22. Data mining of toxic chemicals and database-based toxicity prediction. Jiansuo Wang, and Luhua Lai, Institute of Physical Chemistry, Peking University, Beijing 100871, China, Fax: 86-10-62751725, wjs@mdl.ipc.pku.edu.cn
Slides
(ppt)
In the early stage of drug discovery, especially for computer-aided drug design,a
large number of molecues will be proposed as potential leads and the bioactivity
risk of these molecules is expected to be evaluated prior to synthesis. The
rule-based expert systems have been used for the aim, while mining of a large
amount of toxicological data can provide us with another promise.
In term of pharmacologists/toxicologists, toxicants are the drugs that cause vital harm. Therefore, the biochemical basis of toxic chemicals is the same as that of drugs and there exist toxicant-receptor systems just like drug-receptor systems. Under such a notion, we introduce some concepts and technologies, which are developled in drug design, into toxic chemicals, and conduct the following work.
I. We have studied the structural features of toxic chemicals from the RTECS database associating with specific toxicity. Potential active frameworks, groups and structure patterns for specific toxicity are obtained by computational chemistry approaches. These structural features of toxic chemicals will be helpful to understand activities of toxic chemicals and useful to predict toxicity of chemicals, especially in the early stage of drug design.

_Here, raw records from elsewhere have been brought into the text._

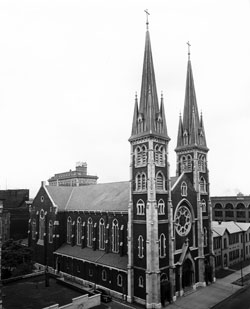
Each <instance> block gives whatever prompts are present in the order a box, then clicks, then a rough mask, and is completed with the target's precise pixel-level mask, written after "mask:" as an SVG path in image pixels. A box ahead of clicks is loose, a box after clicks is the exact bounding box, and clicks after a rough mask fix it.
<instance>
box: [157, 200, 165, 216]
mask: <svg viewBox="0 0 250 309" xmlns="http://www.w3.org/2000/svg"><path fill="white" fill-rule="evenodd" d="M158 214H159V215H165V203H164V201H163V200H162V199H160V200H159V202H158Z"/></svg>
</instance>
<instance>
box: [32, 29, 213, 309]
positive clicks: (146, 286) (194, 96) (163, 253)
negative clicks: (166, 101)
mask: <svg viewBox="0 0 250 309" xmlns="http://www.w3.org/2000/svg"><path fill="white" fill-rule="evenodd" d="M123 121H124V119H123ZM177 121H178V119H177ZM169 142H170V138H169V135H168V131H167V122H166V118H165V108H164V100H163V96H161V98H160V100H158V94H157V87H156V79H155V72H154V65H153V57H152V50H151V42H150V35H149V31H148V29H147V31H146V40H145V50H144V62H143V73H142V81H141V94H140V98H137V96H136V97H135V103H134V115H133V120H132V132H131V135H130V138H129V143H130V179H129V180H128V181H124V182H118V183H117V182H114V183H105V184H92V185H88V186H80V185H79V186H76V185H75V186H73V185H69V186H61V185H60V184H59V186H57V185H51V183H52V180H51V181H50V185H49V186H46V185H45V183H42V186H41V188H40V190H39V191H38V193H37V195H36V197H35V199H34V202H33V205H32V207H31V212H30V224H29V245H30V246H31V247H32V248H33V249H34V258H35V260H36V261H37V262H39V263H40V264H43V265H48V266H50V267H51V268H54V269H55V270H56V271H57V272H58V273H60V274H61V275H62V276H65V278H68V279H69V278H70V279H71V280H78V282H82V283H84V284H85V283H88V284H91V285H93V286H101V287H103V288H104V289H107V290H108V291H110V293H111V294H113V295H116V296H117V297H121V298H124V299H126V300H127V301H129V302H137V303H141V304H143V305H145V306H146V307H147V308H161V307H162V305H164V303H165V301H166V298H167V294H168V293H170V294H171V295H172V297H173V299H175V298H176V297H178V296H182V295H183V294H184V293H185V291H187V290H190V289H196V288H197V287H199V286H205V285H206V280H205V271H206V270H205V265H206V264H207V263H208V264H210V266H211V268H212V270H213V271H214V255H213V238H212V236H213V232H212V228H211V222H212V207H211V201H210V195H209V174H208V166H207V154H208V150H209V149H208V147H207V144H206V138H205V129H204V124H203V119H202V116H201V115H199V113H198V106H197V102H196V94H195V87H194V79H193V73H192V66H191V60H190V53H189V54H188V63H187V78H186V90H185V101H184V112H183V117H180V118H179V130H178V134H177V146H176V149H175V152H176V163H175V164H176V170H177V173H176V175H175V176H174V177H170V174H169V165H170V163H169V157H168V145H169ZM58 175H60V174H58ZM69 177H71V176H69ZM62 178H63V177H62ZM62 178H61V179H62ZM59 179H60V178H59V177H57V181H58V183H59V182H60V181H59ZM211 268H210V269H211Z"/></svg>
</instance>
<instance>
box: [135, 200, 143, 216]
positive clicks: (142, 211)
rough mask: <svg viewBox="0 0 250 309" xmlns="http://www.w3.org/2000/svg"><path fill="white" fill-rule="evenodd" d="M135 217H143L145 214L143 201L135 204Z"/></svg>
mask: <svg viewBox="0 0 250 309" xmlns="http://www.w3.org/2000/svg"><path fill="white" fill-rule="evenodd" d="M136 210H137V215H144V214H145V204H144V202H143V200H139V201H138V202H137V204H136Z"/></svg>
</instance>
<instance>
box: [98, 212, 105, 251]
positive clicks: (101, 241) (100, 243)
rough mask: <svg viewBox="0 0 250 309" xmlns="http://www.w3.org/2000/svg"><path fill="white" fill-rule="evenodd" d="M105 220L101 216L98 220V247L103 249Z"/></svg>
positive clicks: (104, 230) (104, 235) (102, 249)
mask: <svg viewBox="0 0 250 309" xmlns="http://www.w3.org/2000/svg"><path fill="white" fill-rule="evenodd" d="M104 232H105V222H104V219H103V218H101V219H100V221H99V249H100V250H104V249H105V234H104Z"/></svg>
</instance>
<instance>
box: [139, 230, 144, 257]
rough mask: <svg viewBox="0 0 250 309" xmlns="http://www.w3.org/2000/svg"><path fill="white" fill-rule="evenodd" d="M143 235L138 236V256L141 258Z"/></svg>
mask: <svg viewBox="0 0 250 309" xmlns="http://www.w3.org/2000/svg"><path fill="white" fill-rule="evenodd" d="M143 242H144V240H143V237H142V236H141V235H140V236H139V237H138V257H139V258H141V259H142V258H143V257H144V247H143Z"/></svg>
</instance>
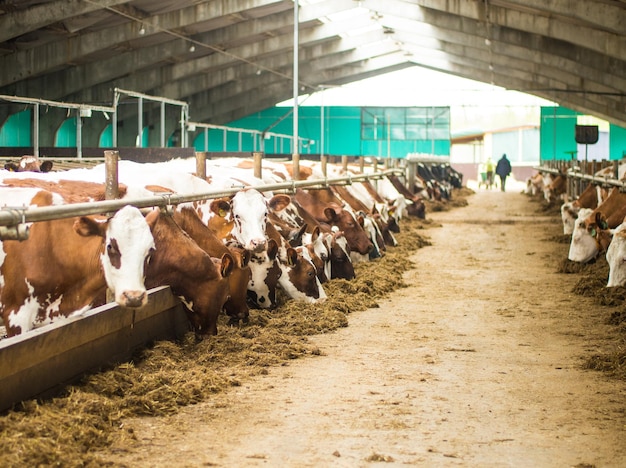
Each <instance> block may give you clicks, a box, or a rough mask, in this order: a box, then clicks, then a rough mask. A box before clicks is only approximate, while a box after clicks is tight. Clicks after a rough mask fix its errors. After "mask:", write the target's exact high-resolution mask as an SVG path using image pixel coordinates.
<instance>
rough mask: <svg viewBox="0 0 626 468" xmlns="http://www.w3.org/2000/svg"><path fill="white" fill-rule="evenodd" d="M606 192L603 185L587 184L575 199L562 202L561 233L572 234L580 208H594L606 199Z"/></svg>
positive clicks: (561, 216)
mask: <svg viewBox="0 0 626 468" xmlns="http://www.w3.org/2000/svg"><path fill="white" fill-rule="evenodd" d="M608 193H609V192H608V190H607V189H606V188H604V187H601V186H599V185H593V184H589V185H587V187H586V188H585V190H583V192H582V193H581V194H580V196H579V197H578V198H577V199H576V200H574V201H571V202H565V203H563V205H561V220H562V221H563V234H572V233H573V232H574V223H575V222H576V219H577V218H578V212H579V211H580V209H581V208H591V209H592V210H593V209H596V208H597V207H598V205H601V204H602V202H603V201H604V200H605V199H606V197H607V196H608Z"/></svg>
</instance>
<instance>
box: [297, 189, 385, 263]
mask: <svg viewBox="0 0 626 468" xmlns="http://www.w3.org/2000/svg"><path fill="white" fill-rule="evenodd" d="M294 198H295V199H296V201H297V202H298V203H299V204H300V205H302V207H303V208H304V209H305V210H307V211H308V212H310V213H311V215H312V216H313V217H314V218H315V219H316V220H317V221H319V222H322V223H328V224H330V225H331V226H337V227H338V228H339V230H340V231H343V233H344V236H345V237H346V239H347V241H348V245H349V246H350V250H351V251H353V252H357V253H359V254H361V255H369V253H370V252H371V250H372V249H373V248H374V246H373V244H372V242H371V241H370V240H369V238H368V236H367V234H366V233H365V230H364V229H363V221H364V219H363V217H362V216H355V215H354V213H351V212H350V211H348V210H345V209H343V207H342V206H341V200H339V199H337V197H335V195H334V194H333V193H332V192H331V191H330V190H328V189H310V190H307V191H304V190H301V189H298V190H296V193H295V195H294ZM328 200H330V201H328Z"/></svg>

II. We take a two-step strategy to explore noncongeneric toxic chemicals from the database RTECS: the screening of structure patterns and the generation of detailed relationship between structure and activity. From the performance of overall procedure, such a stepwise scheme is demonstrated to be feasible and effective to mine a database of toxic chemicals.
III. We develope one programme as databased-based toxicity predictor of chemicals (dbToxPre). For one activity-query molecule, the programme firstly retrieves its structure-related molecule set by quick shape comparison with the molecules in toxicological database; then carries out detailed structure-toxicity-relation analysis to the molecule set and produce the toxicity prediciton of the query molecule. The programme mainly include four parts: a) a fast and efficient clustering of molecules based on molecular shape. b) field-based similarity computation of molecular structure based on shape cluster. c) flexible CoMFA analysis of molecules based on shape cluster. d) a database of toxic chemicals suitable for such procedure.